Nous avons également effectué un signalement à Marseille ayant conduit au retrait des animaux (pas par l’OABA).

–> D’autres faits peuvent encore nous être signalés par nos adhérents et sympathisants pour des suites judiciaires à donner.

JUGEMENTS ET STATISTIQUES ALARMANTES

Nous venons d’obtenir le jugement des personnes chez qui nous sommes intervenus en 2024 (notre affaire la plus importante de l’année : retrait de près de 700 animaux).

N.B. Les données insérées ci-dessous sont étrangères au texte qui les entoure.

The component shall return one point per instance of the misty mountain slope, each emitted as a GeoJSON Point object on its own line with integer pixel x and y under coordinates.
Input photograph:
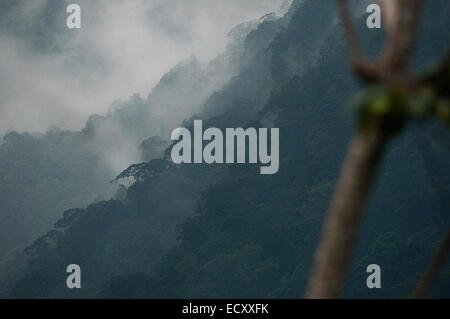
{"type": "Point", "coordinates": [80, 164]}
{"type": "Point", "coordinates": [253, 235]}
{"type": "Point", "coordinates": [108, 143]}
{"type": "Point", "coordinates": [249, 241]}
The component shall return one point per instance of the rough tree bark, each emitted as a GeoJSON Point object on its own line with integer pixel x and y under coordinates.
{"type": "Point", "coordinates": [347, 206]}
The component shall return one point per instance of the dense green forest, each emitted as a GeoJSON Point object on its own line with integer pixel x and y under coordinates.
{"type": "Point", "coordinates": [219, 231]}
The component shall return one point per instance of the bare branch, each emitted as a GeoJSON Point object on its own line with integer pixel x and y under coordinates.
{"type": "Point", "coordinates": [345, 215]}
{"type": "Point", "coordinates": [402, 21]}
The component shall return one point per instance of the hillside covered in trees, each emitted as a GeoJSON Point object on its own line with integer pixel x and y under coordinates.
{"type": "Point", "coordinates": [225, 231]}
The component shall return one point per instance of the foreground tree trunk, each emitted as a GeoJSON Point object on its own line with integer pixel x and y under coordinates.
{"type": "Point", "coordinates": [345, 215]}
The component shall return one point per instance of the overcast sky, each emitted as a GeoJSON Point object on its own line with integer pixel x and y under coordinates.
{"type": "Point", "coordinates": [123, 47]}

La condamnation d’un éleveur complice d’abattage clandestin pour l’Aïd en 2022 vient également de tomber.
Les abattoirs sont de moins en moins nombreux chaque année (pérennes comme temporaires).
Les non-conformités sanitaires et de protection animale relevées par les services de l’Etat sont plus importantes dans les abattoirs temporaires (44 % d’abattoirs jugés non satisfaisants) que dans les pérennes (23 %), preuve que la formation et l’expérience des abatteurs sont importantes.
Lors de l’Aïd 2024, 85 311 ovins et 4 438 bovins ont été abattus et contrôlés par les services vétérinaires en abattoirs agréés, soit 12 189 animaux de moins qu’en 2023.
Sachant qu’environ 200 000 animaux sont abattus en France durant l’Aïd, on se rend vite compte que les abattages clandestins sont nombreux et que nombre d’entre eux échappent aux procès-verbaux… Un fait que l’OABA déplore chaque année lors du COPIL.
En 2024, seuls 36 PV ont été dressés pour abattages clandestins, une légère hausse par rapport aux 26 de 2023. Le chemin reste encore long : 45 sites d’abattage clandestin ont été épinglés.